日本は1月に障害者権利条約を批准し、2月に日本国内で発効した。条約は当事者参画で起草され、障害の社会モデルを採用し、障害観を転換する画期的な国際文書。日本の障がい者制度改革の原点となった。

2.障害者差別禁止条例が制定・施行された

昨年に続き、京都府と茨城県でこの条例が制定された。また、長崎県、沖縄県、鹿児島県、別府市の条例は、本年施行された。大阪府、新潟市等でも同種の条例が制定される見込み。

3.手話言語条例の制定

手話は言語であると認識し、手話を普及し、ろう者の人権が尊重される社会づくりを目指す手話言語条例が北海道新得町と三重県松阪市で制定・施行された。昨年制定された北海道石狩市条例は今年施行。障害者権利条約の趣旨を自治体で定着させる試みで、元気がでる。

4.障害者政策委員会の委員構成

9月1日、4か月ぶりに障害者政策委員会が開かれ、委員が10人交代した。その結果、精神障害と知的障害の当事者はいなくなり、弁護士委員の数も減った。これで「独立したモニタリング」機能を担えるのか、とても心配。

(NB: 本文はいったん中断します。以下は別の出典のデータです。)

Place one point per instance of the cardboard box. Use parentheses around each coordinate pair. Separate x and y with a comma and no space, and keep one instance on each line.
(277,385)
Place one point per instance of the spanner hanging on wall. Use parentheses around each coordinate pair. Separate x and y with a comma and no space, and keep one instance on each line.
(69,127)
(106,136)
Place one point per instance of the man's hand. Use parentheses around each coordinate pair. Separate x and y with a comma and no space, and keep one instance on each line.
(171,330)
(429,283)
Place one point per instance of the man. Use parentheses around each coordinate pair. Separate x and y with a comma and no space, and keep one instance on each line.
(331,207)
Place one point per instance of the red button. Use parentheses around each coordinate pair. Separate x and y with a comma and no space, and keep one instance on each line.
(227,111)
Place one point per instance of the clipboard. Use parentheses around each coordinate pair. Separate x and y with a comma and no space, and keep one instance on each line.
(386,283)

5.障害者差別解消法にもとづく「障害者差別解消基本方針」策定の遅れ

本年3月中には公表予定だった基本方針の策定が遅れている。11月10日の障害者政策委員会(第18回)で基本方針(案)が審議され、ようやくパブリックコメントに付されることになった。基本方針は差別解消法の運用指針となるので、多くのパブリックコメントを期待したい。